6 Why Vocabulary Knowledge is Important
Students with larger vocabularies are more capable readers, they know more strategies for figuring out the meaning of unfamiliar words than less capable readers. Capable readers simply do more reading, both in school and out.

7 Components of Vocabulary Instruction
Immerse students in words through listening, talking, reading, and writing. Teach specific words through active involvement and multiple encounters with words. Teach words-learning strategies so students can figure out the meanings of unfamiliar words. Develop students’ word consciousness, their awareness of and interest in words.

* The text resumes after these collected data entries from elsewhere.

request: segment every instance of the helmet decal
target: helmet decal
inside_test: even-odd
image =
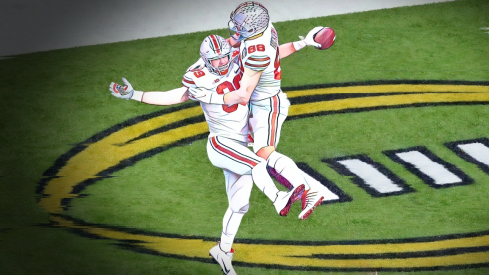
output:
[[[237,41],[264,32],[270,21],[268,10],[258,2],[245,2],[239,5],[230,16],[228,27],[231,36],[237,34]]]
[[[222,45],[219,44],[219,41],[217,40],[217,37],[215,35],[210,35],[209,36],[209,43],[210,43],[210,48],[212,50],[214,50],[214,52],[217,54],[217,55],[221,55],[221,48],[222,48]]]

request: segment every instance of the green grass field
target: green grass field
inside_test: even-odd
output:
[[[279,217],[254,188],[237,235],[237,273],[488,274],[489,174],[446,143],[489,138],[489,34],[480,29],[489,27],[489,2],[461,0],[274,24],[280,43],[318,25],[336,31],[334,46],[326,51],[306,48],[281,63],[282,87],[297,109],[291,108],[284,124],[279,151],[306,163],[350,200],[322,205],[300,221],[298,205]],[[110,139],[138,137],[164,126],[159,118],[181,110],[184,115],[170,128],[192,127],[194,117],[181,121],[195,104],[151,106],[117,99],[108,91],[110,82],[121,77],[136,90],[179,87],[210,33],[226,36],[227,30],[0,60],[0,274],[220,274],[206,255],[212,244],[206,245],[220,236],[227,201],[222,172],[207,159],[205,138],[190,131],[189,140],[161,145],[164,140],[158,135],[143,136],[126,147]],[[429,95],[433,102],[416,101],[417,95],[411,94],[389,105],[392,101],[385,97],[365,96],[348,100],[360,105],[373,100],[377,107],[322,112],[307,104],[326,102],[324,98],[297,92],[395,84],[433,85],[440,91]],[[481,92],[444,93],[443,85]],[[301,106],[309,108],[306,115],[299,114]],[[151,124],[151,119],[159,122]],[[150,128],[138,132],[145,123]],[[173,138],[167,132],[160,134]],[[146,145],[148,149],[138,147]],[[428,148],[471,183],[432,188],[385,154],[413,147]],[[413,192],[373,197],[323,161],[357,155],[382,164]],[[108,164],[118,157],[121,164]],[[105,164],[108,169],[97,170]],[[78,177],[83,180],[77,182]],[[43,203],[56,181],[77,182],[72,193],[81,196],[67,200],[65,194],[60,201],[67,207],[50,212],[54,208],[46,210]],[[181,241],[185,254],[168,252],[173,249],[163,243],[168,238],[177,240],[172,245]],[[195,249],[197,256],[185,250],[192,240],[203,243]],[[153,241],[162,243],[146,246]],[[438,247],[445,241],[447,247]],[[427,248],[420,249],[420,243]],[[306,250],[339,247],[330,254],[310,252],[302,266],[250,262],[247,253],[260,252],[263,244],[276,245],[277,251],[287,244]],[[372,244],[401,244],[407,250],[377,251],[368,257],[366,252],[342,250],[352,244],[358,251]],[[318,267],[307,262],[310,257],[326,257],[331,263]],[[359,263],[362,257],[366,260]],[[343,261],[352,265],[339,266]],[[382,261],[387,266],[377,266]]]

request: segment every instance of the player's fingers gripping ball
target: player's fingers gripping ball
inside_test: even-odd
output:
[[[314,41],[314,36],[316,35],[316,33],[318,33],[322,29],[323,29],[323,27],[315,27],[314,29],[310,30],[307,33],[306,38],[303,38],[302,36],[299,36],[299,38],[303,39],[304,42],[306,42],[306,45],[314,46],[316,49],[318,49],[321,47],[321,44]]]
[[[109,91],[110,93],[118,98],[130,99],[134,94],[134,89],[132,85],[125,78],[122,78],[125,86],[119,85],[115,82],[110,83]]]
[[[310,38],[312,38],[314,42],[320,45],[316,46],[316,49],[318,50],[326,50],[329,47],[333,46],[333,43],[336,39],[336,34],[334,30],[328,27],[316,27],[312,31],[310,31],[307,36],[311,36]]]

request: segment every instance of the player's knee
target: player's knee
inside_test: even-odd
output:
[[[255,167],[251,169],[251,176],[252,178],[256,177],[262,177],[263,176],[263,171],[267,170],[267,162],[263,160],[262,162],[259,162]]]
[[[275,147],[273,146],[267,146],[267,147],[263,147],[261,148],[260,150],[258,150],[256,152],[256,154],[263,158],[263,159],[268,159],[268,157],[270,156],[270,154],[275,151]]]
[[[246,212],[248,212],[249,208],[250,208],[250,204],[246,204],[245,206],[240,208],[239,213],[245,214]]]
[[[245,214],[248,212],[248,209],[250,208],[250,204],[247,203],[245,205],[231,205],[231,211],[234,213],[240,213],[240,214]]]
[[[285,156],[285,155],[281,155],[277,161],[275,161],[274,163],[275,165],[273,166],[273,168],[275,168],[275,170],[278,172],[278,173],[281,173],[283,170],[285,169],[291,169],[291,168],[296,168],[297,165],[295,164],[295,162]]]

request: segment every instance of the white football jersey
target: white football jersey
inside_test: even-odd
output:
[[[188,71],[183,76],[182,84],[187,88],[206,88],[213,93],[226,94],[239,89],[243,69],[236,62],[229,66],[228,74],[218,76],[209,72],[207,67],[201,70]],[[192,100],[199,101],[189,95]],[[248,105],[232,106],[200,102],[205,119],[209,124],[209,136],[223,136],[234,140],[248,141]]]
[[[260,82],[251,95],[251,101],[272,97],[280,91],[280,56],[277,31],[268,23],[263,34],[255,39],[241,42],[240,60],[244,67],[263,71]]]

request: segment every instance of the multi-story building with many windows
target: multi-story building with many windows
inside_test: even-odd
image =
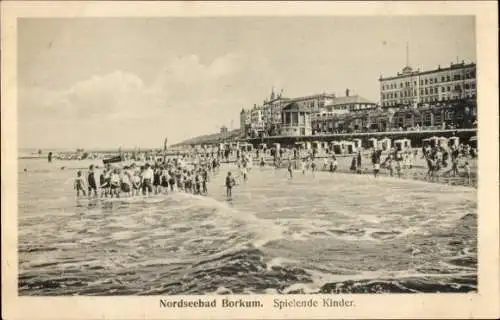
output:
[[[383,108],[435,104],[476,97],[476,64],[451,63],[429,71],[406,66],[396,76],[380,77]]]

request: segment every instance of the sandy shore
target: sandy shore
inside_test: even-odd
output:
[[[351,161],[352,161],[353,155],[348,155],[348,156],[338,156],[337,155],[337,172],[342,172],[342,173],[352,173],[350,170],[351,168]],[[315,161],[317,168],[319,171],[328,171],[329,168],[324,168],[324,159],[331,159],[331,156],[323,156],[323,157],[318,157],[318,159]],[[382,159],[385,159],[383,156]],[[265,157],[266,165],[272,165],[272,158],[270,156]],[[293,160],[292,160],[293,161]],[[394,170],[394,179],[411,179],[411,180],[419,180],[419,181],[427,181],[427,182],[432,182],[432,183],[441,183],[441,184],[449,184],[449,185],[462,185],[462,186],[469,186],[469,187],[474,187],[477,188],[477,159],[467,159],[469,162],[469,166],[471,168],[471,179],[470,183],[467,177],[465,177],[464,170],[460,168],[465,162],[464,158],[461,158],[459,160],[459,175],[453,177],[446,172],[451,169],[451,166],[448,168],[441,169],[438,172],[438,175],[436,177],[433,177],[432,179],[429,177],[426,177],[427,175],[427,163],[425,159],[421,158],[421,156],[417,156],[414,159],[414,164],[411,169],[403,169],[401,172],[401,177],[398,177],[396,174],[396,171]],[[281,168],[285,168],[288,164],[288,161],[282,161]],[[258,166],[257,161],[254,161],[254,166]],[[361,174],[373,174],[373,166],[371,163],[371,157],[369,154],[363,154],[362,160],[361,160],[361,168],[362,168],[362,173]],[[300,163],[297,162],[296,169],[300,169]],[[390,171],[385,168],[380,169],[380,176],[390,176]]]

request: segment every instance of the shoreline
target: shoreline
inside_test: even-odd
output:
[[[373,170],[372,170],[370,165],[362,165],[363,169],[362,169],[361,173],[356,173],[356,172],[351,171],[350,170],[351,158],[352,158],[352,156],[337,157],[337,160],[338,160],[337,170],[336,170],[336,172],[332,173],[332,175],[334,175],[336,173],[341,173],[341,174],[351,174],[351,175],[360,175],[360,176],[361,175],[373,176]],[[320,159],[320,158],[318,158],[318,159]],[[329,159],[329,157],[323,157],[322,159]],[[25,159],[25,160],[36,160],[36,159]],[[57,167],[54,166],[54,170],[57,170],[57,171],[60,171],[60,170],[70,170],[70,171],[87,170],[88,165],[92,164],[92,161],[89,161],[89,160],[73,160],[73,161],[72,160],[62,160],[61,162],[62,163],[72,163],[72,162],[74,163],[74,161],[86,161],[86,164],[84,165],[82,163],[82,164],[79,164],[78,166],[64,166],[64,169],[61,169],[61,167],[59,167],[59,166],[57,166]],[[293,163],[293,161],[294,160],[292,160],[292,163]],[[61,162],[53,163],[53,165],[58,165]],[[93,161],[93,162],[95,164],[95,162],[100,162],[100,161]],[[272,159],[265,159],[265,163],[266,163],[266,165],[264,168],[266,168],[266,169],[267,168],[275,168],[272,165]],[[282,170],[282,169],[286,170],[287,163],[288,163],[287,160],[282,161],[281,166],[278,168],[278,170]],[[365,163],[368,163],[368,162],[365,162]],[[235,169],[237,169],[237,167],[234,166],[234,164],[236,164],[236,161],[231,161],[231,160],[228,162],[221,161],[221,164],[223,165],[221,167],[221,169],[226,167],[226,166],[232,166]],[[102,168],[102,167],[103,167],[103,165],[99,165],[99,168]],[[258,160],[254,159],[254,164],[253,164],[251,170],[257,170],[259,168],[260,168],[260,166],[258,165]],[[43,169],[34,170],[34,171],[30,171],[28,169],[27,173],[37,173],[37,171],[38,172],[46,172],[47,170],[50,170],[50,169],[43,168]],[[294,171],[294,173],[297,172],[298,174],[301,174],[300,165],[297,165],[296,167],[294,166],[293,171]],[[323,168],[323,164],[318,164],[316,171],[318,173],[328,174],[329,168],[325,169],[325,168]],[[446,172],[446,171],[440,172],[441,174],[439,176],[437,176],[435,178],[435,180],[430,180],[428,178],[425,178],[425,174],[427,173],[427,168],[425,166],[422,166],[419,164],[414,164],[412,169],[404,169],[402,171],[401,177],[398,177],[396,173],[394,174],[394,176],[391,177],[389,170],[384,169],[384,168],[381,168],[381,170],[378,174],[378,177],[400,179],[400,180],[412,180],[412,181],[420,181],[420,182],[427,182],[427,183],[438,183],[438,184],[448,185],[448,186],[463,186],[463,187],[477,189],[477,181],[478,181],[477,167],[473,167],[473,170],[471,172],[471,184],[467,183],[468,182],[467,178],[463,177],[462,174],[460,174],[457,177],[451,177],[451,176],[445,177],[442,175],[444,172]],[[18,173],[19,174],[26,174],[25,172],[22,172],[22,171],[19,171]],[[311,170],[310,169],[307,170],[306,175],[311,175],[311,174],[312,174]]]

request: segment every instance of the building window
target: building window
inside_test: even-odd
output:
[[[403,83],[402,83],[402,82],[400,82],[400,83],[399,83],[399,87],[400,87],[400,88],[402,88],[402,87],[403,87]]]
[[[424,115],[424,126],[430,127],[431,125],[432,125],[432,116],[431,116],[430,112],[427,112]]]
[[[420,89],[420,94],[424,94],[424,89]]]
[[[425,79],[425,84],[428,84],[428,82],[429,82],[429,81],[428,81],[427,79]]]
[[[465,84],[465,89],[470,89],[470,85],[468,83]]]
[[[420,85],[423,85],[424,84],[424,80],[420,80]]]
[[[450,81],[450,75],[446,76],[446,81],[448,81],[448,82]]]
[[[444,77],[441,77],[441,82],[444,82],[444,80],[445,80]]]
[[[429,93],[430,93],[430,94],[433,94],[433,93],[434,93],[434,89],[429,88]]]
[[[470,87],[471,87],[472,89],[476,89],[476,84],[475,84],[475,83],[471,83]]]
[[[429,90],[425,88],[425,94],[429,94]]]
[[[448,92],[450,92],[450,91],[451,91],[450,86],[448,86],[448,87],[446,88],[446,90],[447,90]]]
[[[441,112],[434,114],[434,123],[441,123]]]

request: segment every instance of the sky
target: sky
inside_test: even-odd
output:
[[[407,43],[414,68],[475,62],[474,17],[19,19],[18,146],[161,147],[238,128],[273,87],[378,102]]]

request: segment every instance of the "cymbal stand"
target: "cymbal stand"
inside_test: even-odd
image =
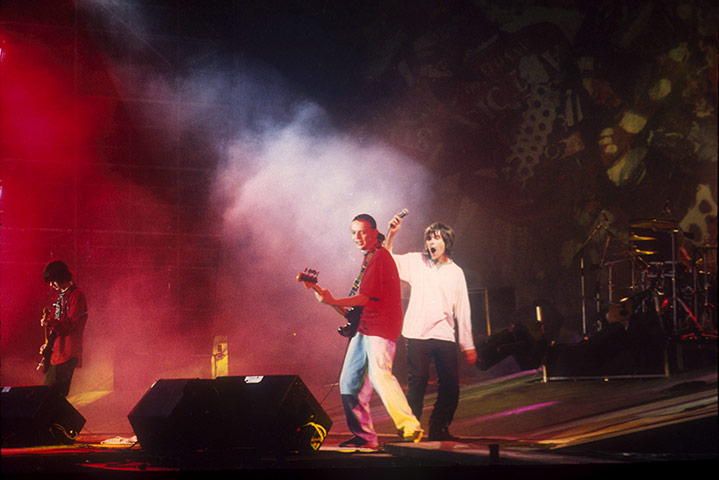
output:
[[[584,247],[582,247],[582,256],[579,257],[579,281],[582,289],[582,335],[587,334],[587,296],[584,281]]]
[[[631,290],[636,292],[637,286],[637,275],[639,275],[639,288],[646,290],[648,287],[647,283],[647,272],[649,271],[650,265],[636,252],[632,251],[630,246],[627,246],[625,253],[629,260],[632,262],[632,285]],[[637,273],[638,272],[638,273]]]
[[[581,286],[581,297],[582,297],[582,335],[587,334],[587,287],[586,287],[586,269],[584,265],[584,248],[587,246],[587,243],[589,240],[594,236],[594,234],[599,230],[599,227],[595,228],[594,232],[587,238],[587,240],[582,245],[582,248],[579,250],[579,253],[581,253],[579,257],[579,283]]]
[[[618,238],[614,234],[614,232],[609,230],[609,228],[607,228],[606,226],[601,225],[601,228],[603,228],[607,232],[608,235],[607,235],[606,241],[604,242],[604,251],[602,252],[602,260],[599,262],[599,266],[607,267],[607,295],[608,295],[609,303],[613,303],[614,302],[614,266],[618,263],[622,263],[627,260],[626,259],[615,260],[613,262],[605,261],[606,257],[607,257],[607,249],[609,248],[609,242],[611,242],[612,240],[618,240]],[[623,242],[621,242],[621,243],[623,243]],[[626,247],[625,252],[629,256],[629,259],[632,260],[632,289],[633,289],[634,288],[634,263],[635,262],[631,256],[629,247],[626,246],[626,244],[624,246]],[[597,299],[597,312],[598,311],[599,311],[599,299]]]
[[[623,262],[626,262],[627,260],[614,260],[613,262],[607,262],[604,264],[604,266],[607,267],[607,292],[609,295],[609,303],[614,303],[614,290],[615,290],[615,284],[614,284],[614,266]],[[634,268],[634,265],[632,265],[632,268]],[[632,291],[634,289],[632,288]]]
[[[672,229],[672,325],[674,333],[679,331],[677,322],[677,246],[676,246],[677,229]]]
[[[703,306],[701,304],[701,298],[699,295],[699,289],[701,288],[701,291],[704,292],[703,286],[700,287],[699,284],[702,281],[702,276],[699,273],[699,268],[697,266],[697,262],[694,261],[692,263],[692,288],[693,288],[693,300],[694,300],[694,313],[696,315],[700,315],[700,312],[703,310]]]
[[[601,305],[600,298],[599,298],[599,279],[601,277],[601,268],[604,267],[604,265],[606,265],[604,263],[604,261],[607,259],[607,249],[609,248],[609,242],[612,241],[612,236],[611,236],[612,232],[610,232],[604,225],[602,225],[602,228],[604,228],[604,230],[609,232],[609,235],[607,235],[607,238],[604,241],[604,249],[602,250],[602,258],[601,258],[601,260],[599,260],[599,272],[600,273],[597,274],[597,291],[596,291],[597,313],[599,313],[599,311],[602,309],[602,305]],[[611,281],[612,281],[612,268],[611,267],[609,267],[608,273],[609,273],[609,282],[611,284]],[[612,288],[610,285],[610,287],[609,287],[609,292],[610,292],[609,293],[609,297],[610,297],[609,301],[610,302],[612,301],[611,290],[612,290]]]
[[[603,220],[600,220],[600,222],[594,227],[594,230],[592,230],[592,233],[589,234],[586,240],[584,240],[584,243],[582,243],[581,248],[579,249],[578,254],[580,254],[579,257],[579,271],[580,271],[580,285],[581,285],[581,296],[582,296],[582,335],[587,334],[587,291],[586,291],[586,269],[584,265],[584,252],[587,248],[587,244],[589,241],[594,238],[594,235],[597,234],[597,232],[601,228],[606,228],[604,226]],[[611,232],[610,232],[611,233]]]
[[[713,322],[711,319],[711,310],[715,308],[709,299],[709,255],[706,250],[702,251],[702,271],[701,271],[701,280],[698,280],[698,277],[700,273],[698,272],[698,269],[696,268],[696,265],[694,267],[694,275],[696,278],[696,283],[698,284],[701,282],[701,289],[702,289],[702,310],[701,310],[701,316],[702,316],[702,322],[701,322],[701,330],[702,332],[706,332],[706,330],[709,330],[711,332],[711,335],[716,335],[716,331],[714,330]],[[695,299],[697,304],[699,303],[699,295],[698,295],[698,289],[694,290],[695,292]],[[698,309],[694,310],[695,312],[699,312]]]

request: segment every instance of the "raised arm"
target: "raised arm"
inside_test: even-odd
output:
[[[392,239],[394,239],[394,236],[397,235],[397,232],[399,232],[401,228],[402,217],[397,214],[392,217],[392,220],[389,221],[389,225],[387,228],[387,239],[384,241],[384,248],[389,251],[392,251]]]

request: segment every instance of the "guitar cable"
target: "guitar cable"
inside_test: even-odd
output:
[[[320,405],[323,405],[325,403],[325,400],[327,400],[327,397],[330,396],[330,393],[332,393],[332,390],[334,390],[334,388],[340,384],[340,377],[342,376],[342,367],[344,367],[344,364],[345,364],[344,361],[345,361],[345,358],[347,357],[347,350],[349,350],[350,342],[352,341],[352,338],[354,338],[354,337],[350,337],[349,339],[347,339],[347,345],[345,346],[345,352],[342,355],[342,363],[340,364],[340,371],[337,373],[337,380],[335,380],[330,385],[331,388],[327,391],[325,396],[322,397],[322,400],[320,400]]]
[[[315,451],[319,450],[325,442],[325,438],[327,438],[327,429],[315,422],[305,423],[302,425],[302,428],[304,427],[310,427],[314,430],[314,434],[309,439],[310,448]]]
[[[78,432],[76,432],[75,430],[66,430],[65,427],[63,427],[59,423],[52,424],[49,428],[49,431],[50,436],[52,436],[60,443],[64,443],[66,445],[73,443],[77,438],[78,434]]]

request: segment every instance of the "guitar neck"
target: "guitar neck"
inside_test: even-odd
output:
[[[42,309],[42,320],[43,322],[47,321],[50,318],[50,314],[52,311],[50,310],[50,307],[45,307]],[[50,327],[44,327],[45,330],[45,341],[47,342],[50,339]]]
[[[310,286],[312,287],[312,290],[314,290],[315,292],[317,292],[317,293],[322,293],[322,292],[320,291],[321,289],[320,289],[319,285],[317,285],[316,283],[313,283],[313,284],[310,285]],[[330,307],[334,308],[335,311],[336,311],[337,313],[339,313],[340,315],[342,315],[343,317],[347,314],[347,311],[346,311],[343,307],[340,307],[340,306],[338,306],[338,305],[330,305]]]

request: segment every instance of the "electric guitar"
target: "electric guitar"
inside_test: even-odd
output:
[[[42,309],[43,321],[50,318],[51,310],[48,307]],[[57,338],[57,332],[54,328],[45,327],[45,348],[42,350],[42,357],[40,362],[37,364],[37,370],[41,373],[47,373],[50,368],[50,358],[52,357],[52,349],[55,345],[55,339]]]
[[[315,292],[320,293],[320,286],[317,285],[318,275],[319,272],[317,270],[306,268],[304,272],[297,275],[297,281],[304,284],[305,288],[311,288]],[[359,319],[362,314],[362,307],[330,306],[347,320],[346,324],[337,327],[337,332],[343,337],[354,337],[357,334],[357,329],[359,328]]]
[[[401,212],[397,214],[399,218],[404,218],[409,213],[409,210],[406,208],[403,208]],[[305,288],[309,289],[312,288],[317,293],[320,293],[320,287],[317,285],[317,276],[319,275],[319,272],[317,270],[312,270],[309,268],[305,268],[305,271],[297,275],[297,281],[301,282],[305,285]],[[354,337],[357,334],[357,329],[359,328],[359,319],[362,315],[362,308],[363,307],[339,307],[336,305],[332,305],[332,308],[337,311],[340,315],[345,317],[347,319],[347,323],[341,327],[337,327],[337,331],[340,335],[343,337]]]

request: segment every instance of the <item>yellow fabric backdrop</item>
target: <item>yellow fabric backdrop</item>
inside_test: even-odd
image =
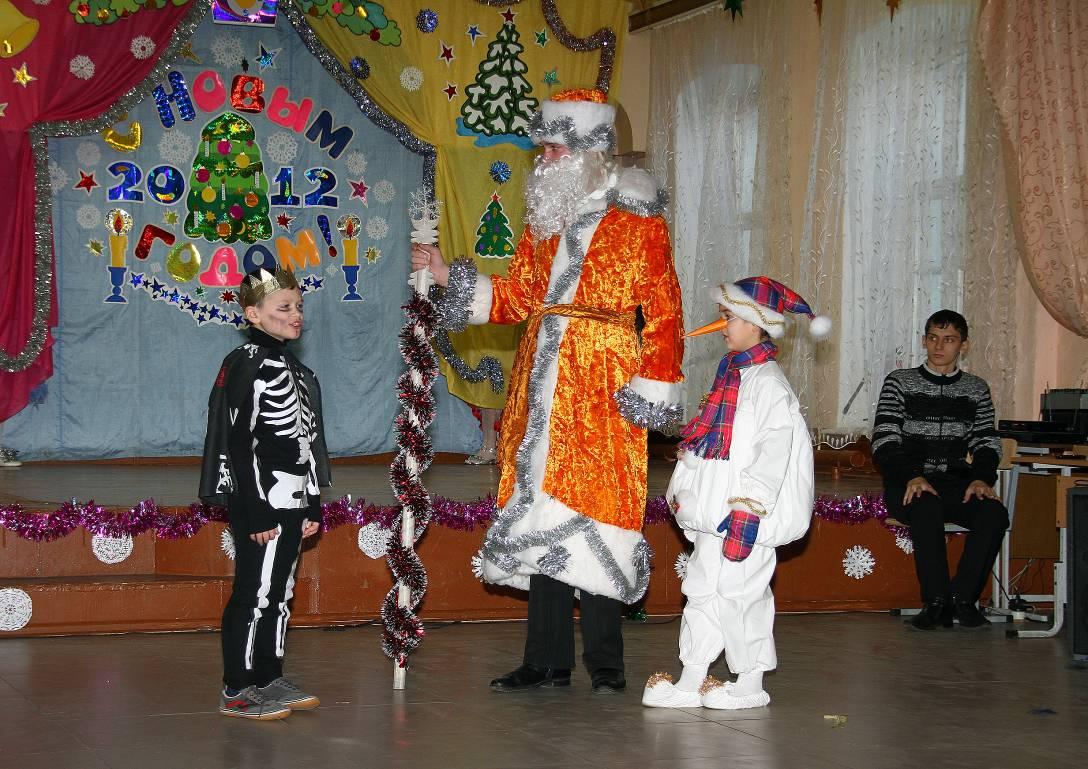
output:
[[[345,5],[348,0],[345,0]],[[305,8],[305,4],[301,4]],[[439,245],[447,259],[472,255],[479,270],[486,274],[505,274],[509,259],[481,258],[474,253],[477,229],[492,193],[498,192],[513,232],[512,245],[522,229],[524,198],[522,189],[527,169],[532,166],[534,153],[511,143],[477,146],[477,137],[461,136],[457,119],[467,98],[466,88],[473,84],[480,64],[488,54],[502,26],[507,11],[514,15],[518,43],[523,51],[518,58],[525,63],[525,79],[532,86],[531,95],[543,101],[554,91],[564,88],[592,87],[597,82],[600,51],[578,52],[565,47],[548,27],[539,0],[511,2],[499,6],[477,0],[426,0],[406,3],[387,0],[380,4],[385,15],[400,29],[400,45],[382,45],[368,35],[358,35],[342,26],[331,14],[314,15],[308,19],[321,42],[351,71],[353,59],[364,59],[370,74],[360,80],[375,102],[390,116],[406,125],[416,136],[433,145],[437,152],[435,195],[443,202],[439,225]],[[628,5],[624,0],[559,0],[560,18],[569,33],[587,38],[602,27],[616,33],[615,61],[621,59],[627,32]],[[438,25],[431,33],[417,28],[416,14],[429,8],[437,14]],[[468,34],[475,26],[480,34],[473,42]],[[540,45],[538,33],[544,32],[546,42]],[[543,38],[542,38],[543,39]],[[452,48],[452,59],[441,57],[443,45]],[[402,84],[402,74],[415,67],[422,74],[417,90]],[[547,73],[554,71],[558,82],[545,82]],[[410,73],[414,74],[414,73]],[[612,75],[611,87],[616,88],[618,72]],[[406,78],[413,85],[411,77]],[[448,99],[443,89],[456,86],[457,92]],[[492,163],[503,161],[510,166],[511,177],[505,184],[491,178]],[[408,237],[408,233],[404,233]],[[512,251],[511,251],[512,254]],[[405,265],[407,277],[408,265]],[[474,326],[461,334],[451,334],[454,348],[470,366],[481,357],[499,359],[506,379],[517,345],[517,328],[510,326]],[[450,392],[469,403],[483,408],[501,408],[505,390],[494,393],[487,381],[469,384],[460,379],[449,366],[442,363]]]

8 Multiple Meanings of Words
Many words have more than one meaning. For some words, multiple meanings develop for the noun and verb forms, but sometimes additional meaning develop in other ways. The text uses the word bank as an example. The word has many different meanings including- to arrange things in a row the slope of a road on a turn a business establishment that receives and lends money a container in which money is saved to count on

9 Synonyms: Words With the Same Meaning
English has so many synonyms because numerous words have been borrowed from other languages. Synonyms are useful because they’re so precise. For example the word cold has many synonyms including: cool, chilly, frigid, icy, frosty, and freezing. Cool means moderately cold Chilly is uncomfortably cold Frigid is intensely cold Icy is very cold Frosty means covered with frost Freezing is so cold that water changes into ice

10 Antonyms: Words that Mean the Opposite
Words that express the opposite meanings are antonyms. For the word loud, some antonyms are soft, subdued quiet, silent inaudible, sedate, somber, dull and colorless.

11 Homonyms: Words That Confuse
Homonyms are words that sound alike but are spelled differently, such as right-write, air-heir, to-too-two, and there-their-they’re.